Throughout these galleries, the one aspect which never failed to impress us was the design which “framed” the choice exhibit. In almost every case, the view was one which focused on the special item, the gem of a painting or key sculpture. So clever. Above, the scale model for Walker Hancock’s war memorial to the workers of the Pennsylvania Railroad is placed centrally in the view.
Moving on into the room of John Singer Sargent’s work, we were immediately captivated by the powerful portraits, as always.
I love the faces of mother and daughter, so beautifully painted, so contemporary in many ways.
Here were other lovely paintings, each with an amusing detail, a small characteristic expression or two.
I particularly liked the portrait of “Miss L” by William Merritt Chase, her clenched fist firmly on her hip in the stance of “the American girl”, forthright, unpretentious and active. Quite a contrast to some of the other, more simpering beauties!
Here, too, was the “Behind the Scenes” exhibit, with possibly one of the few old Singer sewing machines to escape the window of an All Saints Spitalfields store! Here were also a few dilemmas to think about, to consider.
It was these such questions which kept us thinking, talking and considering as we moved through the galleries and a feature which we very much appreciated as an insight into the role of those who have built this new gallery and done such a great job.
Into the next room, then, and I spotted my favourite. Since the very first time we came to this museum, I have loved Winslow Homer’s boys in a pasture.
I was delighted to see it again in a new home – and googling it just now, I realise that I’m not the only one to love it!
But there were other treasures too, including this one of a young woman wearing “Spitalfields Silk”, which is interesting when we were there so recently. There were the salon paintings, hung in the style of a “salon”, with the explanation of how and why the arrangements were worked out. There were room sets from a couple of local homes of wealthy individuals and several of those stiff, uncompromising family portraits which could tell such a story if only they could talk!

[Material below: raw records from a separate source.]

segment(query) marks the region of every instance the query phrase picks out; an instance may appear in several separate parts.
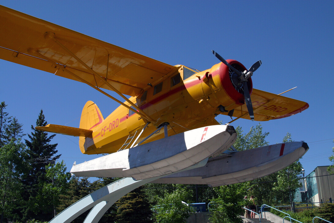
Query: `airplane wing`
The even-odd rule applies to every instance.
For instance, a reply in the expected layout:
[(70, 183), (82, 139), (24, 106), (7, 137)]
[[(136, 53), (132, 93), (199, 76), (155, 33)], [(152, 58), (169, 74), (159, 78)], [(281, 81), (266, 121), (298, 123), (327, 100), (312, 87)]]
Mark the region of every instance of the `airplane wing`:
[[(253, 89), (251, 96), (254, 120), (262, 121), (288, 117), (309, 107), (307, 103)], [(233, 116), (250, 119), (246, 105), (234, 109)]]
[(120, 93), (131, 96), (138, 95), (148, 84), (177, 70), (174, 66), (2, 6), (0, 33), (0, 59), (113, 90), (96, 78), (95, 72)]

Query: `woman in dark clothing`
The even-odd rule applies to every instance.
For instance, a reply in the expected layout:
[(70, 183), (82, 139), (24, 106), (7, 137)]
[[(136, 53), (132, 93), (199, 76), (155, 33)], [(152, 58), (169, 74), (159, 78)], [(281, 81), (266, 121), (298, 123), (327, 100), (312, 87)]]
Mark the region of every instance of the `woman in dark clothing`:
[[(253, 195), (252, 195), (251, 196), (251, 199), (249, 200), (252, 203), (252, 204), (249, 206), (249, 209), (252, 210), (252, 211), (254, 211), (255, 212), (256, 210), (256, 207), (255, 206), (256, 204), (255, 203), (255, 197)], [(251, 217), (252, 218), (254, 218), (255, 217), (255, 213), (254, 212), (251, 212)]]

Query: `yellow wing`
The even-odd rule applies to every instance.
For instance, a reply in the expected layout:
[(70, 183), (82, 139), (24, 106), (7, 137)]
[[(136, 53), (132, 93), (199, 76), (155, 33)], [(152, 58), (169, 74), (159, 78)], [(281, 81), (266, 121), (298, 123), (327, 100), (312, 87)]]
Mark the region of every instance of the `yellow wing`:
[(173, 66), (2, 6), (0, 33), (0, 59), (82, 82), (64, 71), (64, 68), (93, 85), (113, 90), (94, 77), (96, 72), (128, 95), (138, 95), (148, 84), (177, 70)]
[[(251, 96), (254, 120), (262, 121), (288, 117), (309, 107), (307, 103), (266, 91), (253, 89)], [(235, 109), (233, 116), (250, 119), (245, 105)]]
[(48, 124), (45, 126), (36, 126), (35, 128), (37, 130), (52, 133), (59, 133), (74, 136), (84, 136), (91, 138), (92, 137), (92, 134), (93, 133), (92, 130), (52, 124)]

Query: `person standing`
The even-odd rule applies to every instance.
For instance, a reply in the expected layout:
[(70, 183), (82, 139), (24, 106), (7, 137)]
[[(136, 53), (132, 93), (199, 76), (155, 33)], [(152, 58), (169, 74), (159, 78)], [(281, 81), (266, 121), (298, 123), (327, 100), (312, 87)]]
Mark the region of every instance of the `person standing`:
[[(245, 196), (245, 197), (243, 198), (243, 199), (245, 200), (245, 206), (244, 207), (245, 208), (247, 208), (247, 209), (249, 209), (249, 207), (248, 206), (248, 204), (249, 203), (248, 201), (248, 197), (246, 196)], [(246, 218), (249, 218), (249, 211), (247, 210), (247, 209), (245, 209), (245, 217)]]
[[(252, 195), (251, 196), (251, 199), (249, 199), (249, 201), (251, 201), (252, 204), (249, 206), (249, 209), (250, 209), (252, 212), (254, 211), (255, 212), (256, 211), (256, 203), (255, 202), (255, 197), (254, 195)], [(253, 212), (251, 212), (251, 217), (252, 218), (254, 218), (255, 217), (255, 213)]]

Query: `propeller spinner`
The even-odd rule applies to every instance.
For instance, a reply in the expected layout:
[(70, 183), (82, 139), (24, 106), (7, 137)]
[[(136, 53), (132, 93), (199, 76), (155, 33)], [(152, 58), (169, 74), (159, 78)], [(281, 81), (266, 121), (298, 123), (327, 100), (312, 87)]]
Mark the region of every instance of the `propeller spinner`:
[(249, 117), (251, 118), (251, 120), (254, 121), (254, 112), (253, 111), (253, 106), (252, 104), (252, 100), (251, 99), (249, 90), (248, 89), (248, 86), (247, 85), (247, 80), (253, 75), (253, 72), (257, 70), (258, 68), (261, 66), (262, 64), (261, 61), (259, 61), (252, 65), (248, 71), (246, 70), (242, 72), (238, 71), (233, 67), (214, 50), (212, 50), (212, 52), (216, 57), (222, 62), (223, 64), (228, 67), (228, 68), (234, 71), (237, 76), (237, 81), (239, 82), (240, 83), (242, 84), (244, 92), (243, 95), (245, 97), (245, 103), (246, 103), (246, 105), (247, 106)]

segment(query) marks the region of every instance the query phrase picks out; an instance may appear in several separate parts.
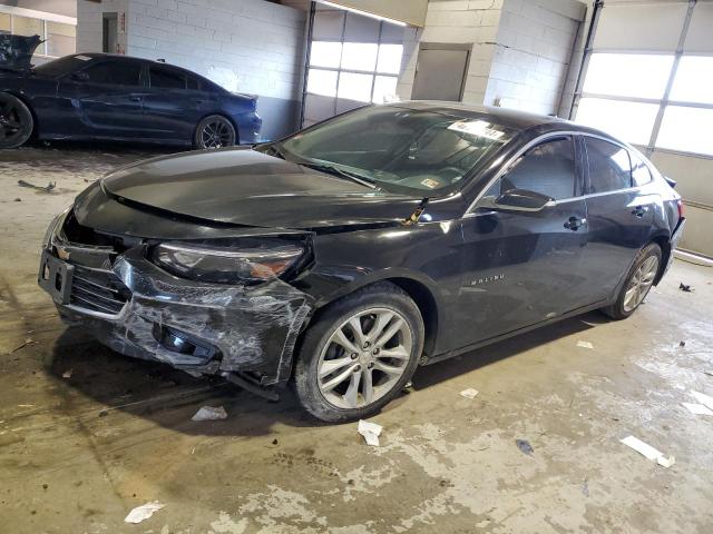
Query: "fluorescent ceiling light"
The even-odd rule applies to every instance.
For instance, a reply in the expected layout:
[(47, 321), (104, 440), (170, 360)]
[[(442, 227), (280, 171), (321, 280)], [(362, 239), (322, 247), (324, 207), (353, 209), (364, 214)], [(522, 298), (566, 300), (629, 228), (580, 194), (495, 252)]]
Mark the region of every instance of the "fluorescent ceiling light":
[(349, 6), (342, 6), (341, 3), (329, 2), (328, 0), (318, 1), (331, 8), (343, 9), (344, 11), (351, 11), (352, 13), (361, 14), (362, 17), (369, 17), (370, 19), (383, 20), (384, 22), (389, 22), (390, 24), (407, 26), (406, 22), (401, 22), (400, 20), (390, 19), (389, 17), (381, 17), (380, 14), (370, 13), (369, 11), (362, 11), (361, 9), (351, 8)]

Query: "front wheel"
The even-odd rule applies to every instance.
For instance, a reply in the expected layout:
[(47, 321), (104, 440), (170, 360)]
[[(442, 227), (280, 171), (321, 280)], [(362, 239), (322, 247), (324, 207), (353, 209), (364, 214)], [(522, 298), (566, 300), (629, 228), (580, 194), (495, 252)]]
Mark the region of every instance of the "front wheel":
[(194, 144), (197, 148), (223, 148), (232, 147), (236, 139), (233, 123), (222, 115), (212, 115), (198, 122)]
[(642, 248), (619, 289), (616, 301), (602, 312), (613, 319), (624, 319), (632, 315), (648, 295), (658, 274), (661, 258), (661, 247), (655, 243)]
[(19, 98), (0, 92), (0, 149), (17, 148), (32, 135), (32, 113)]
[(409, 382), (423, 348), (423, 320), (399, 287), (368, 286), (310, 326), (295, 366), (301, 404), (316, 418), (365, 418)]

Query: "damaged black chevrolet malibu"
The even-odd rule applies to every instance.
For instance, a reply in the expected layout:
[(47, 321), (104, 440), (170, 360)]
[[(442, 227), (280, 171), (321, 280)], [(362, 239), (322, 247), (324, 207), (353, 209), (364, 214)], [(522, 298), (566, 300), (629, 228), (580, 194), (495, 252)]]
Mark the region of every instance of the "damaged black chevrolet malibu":
[(629, 316), (684, 226), (633, 147), (550, 117), (367, 107), (279, 142), (119, 169), (45, 239), (39, 283), (113, 349), (320, 419), (419, 365), (600, 308)]

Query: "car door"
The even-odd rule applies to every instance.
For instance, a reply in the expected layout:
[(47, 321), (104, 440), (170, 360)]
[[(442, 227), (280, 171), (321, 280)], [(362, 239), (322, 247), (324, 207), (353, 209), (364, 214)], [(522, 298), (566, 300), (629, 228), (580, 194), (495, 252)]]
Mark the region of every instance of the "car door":
[[(646, 245), (656, 198), (636, 187), (624, 146), (593, 136), (583, 136), (583, 145), (589, 220), (585, 265), (593, 293), (607, 298)], [(637, 164), (635, 174), (642, 172)]]
[(74, 109), (72, 130), (96, 137), (141, 137), (140, 73), (139, 61), (101, 59), (62, 78), (58, 96)]
[(157, 139), (191, 141), (198, 121), (209, 112), (211, 95), (201, 80), (170, 66), (149, 63), (144, 113)]
[[(506, 191), (554, 199), (539, 211), (492, 209)], [(582, 306), (587, 212), (573, 136), (537, 142), (463, 218), (459, 295), (461, 346), (554, 318)]]

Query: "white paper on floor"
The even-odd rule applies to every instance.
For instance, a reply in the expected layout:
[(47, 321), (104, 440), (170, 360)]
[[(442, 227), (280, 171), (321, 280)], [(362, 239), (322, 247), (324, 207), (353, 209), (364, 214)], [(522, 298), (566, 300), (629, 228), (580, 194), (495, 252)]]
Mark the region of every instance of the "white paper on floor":
[(695, 399), (709, 409), (713, 409), (713, 397), (699, 392), (691, 392)]
[(165, 504), (160, 504), (158, 501), (154, 501), (152, 503), (143, 504), (141, 506), (135, 507), (129, 515), (124, 518), (125, 523), (140, 523), (144, 520), (148, 520), (154, 512), (158, 512), (160, 508), (166, 506)]
[(460, 396), (466, 398), (476, 398), (478, 396), (478, 389), (469, 387), (468, 389), (460, 392)]
[(655, 449), (654, 447), (652, 447), (647, 443), (642, 442), (637, 437), (626, 436), (624, 439), (619, 439), (619, 442), (622, 442), (627, 447), (633, 448), (634, 451), (636, 451), (638, 454), (643, 455), (647, 459), (656, 461), (656, 463), (662, 467), (671, 467), (676, 462), (676, 458), (674, 458), (673, 456), (668, 456), (668, 457), (664, 456), (664, 453)]
[(693, 415), (713, 415), (713, 411), (709, 409), (706, 406), (702, 404), (694, 403), (681, 403), (683, 406), (691, 412)]
[(203, 406), (191, 421), (217, 421), (227, 419), (227, 412), (223, 406), (214, 408), (213, 406)]
[(368, 421), (359, 419), (359, 426), (356, 427), (356, 432), (359, 432), (362, 436), (364, 436), (364, 441), (367, 445), (371, 445), (372, 447), (379, 446), (379, 435), (381, 434), (382, 426), (375, 423), (370, 423)]

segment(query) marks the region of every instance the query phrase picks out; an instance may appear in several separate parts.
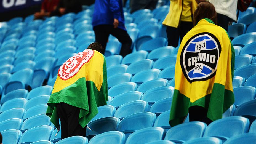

By the time we’d reached the ground floor, it was pretty busy and we were ready to take a break. Next time, we must start at the bottom and work up!
After a drink and a short sit down, we took a short look at the temporary exhibition of work by SCAASI, couturier and dress designer to the stars, including Barbra Streisand, whose collection took centre stage in the exhibit.
I think this could be the first fashion exhibit I’ve seen where I could truthfully say that there was not one dress/ensemble which I liked in any way! For sure there was skilful construction, artful embroidery and textile manipulation but for the most part, this was fashion of an era which I didn’t find at all appealing.
Or perhaps I was simply overwhelmed by the riches I’d already seen this morning?
Whatever. The Boston Museum of Fine Arts remains a favourite place to visit and we agree with all the praise heaped upon the new development, which has made it more memorable than ever. We loved it.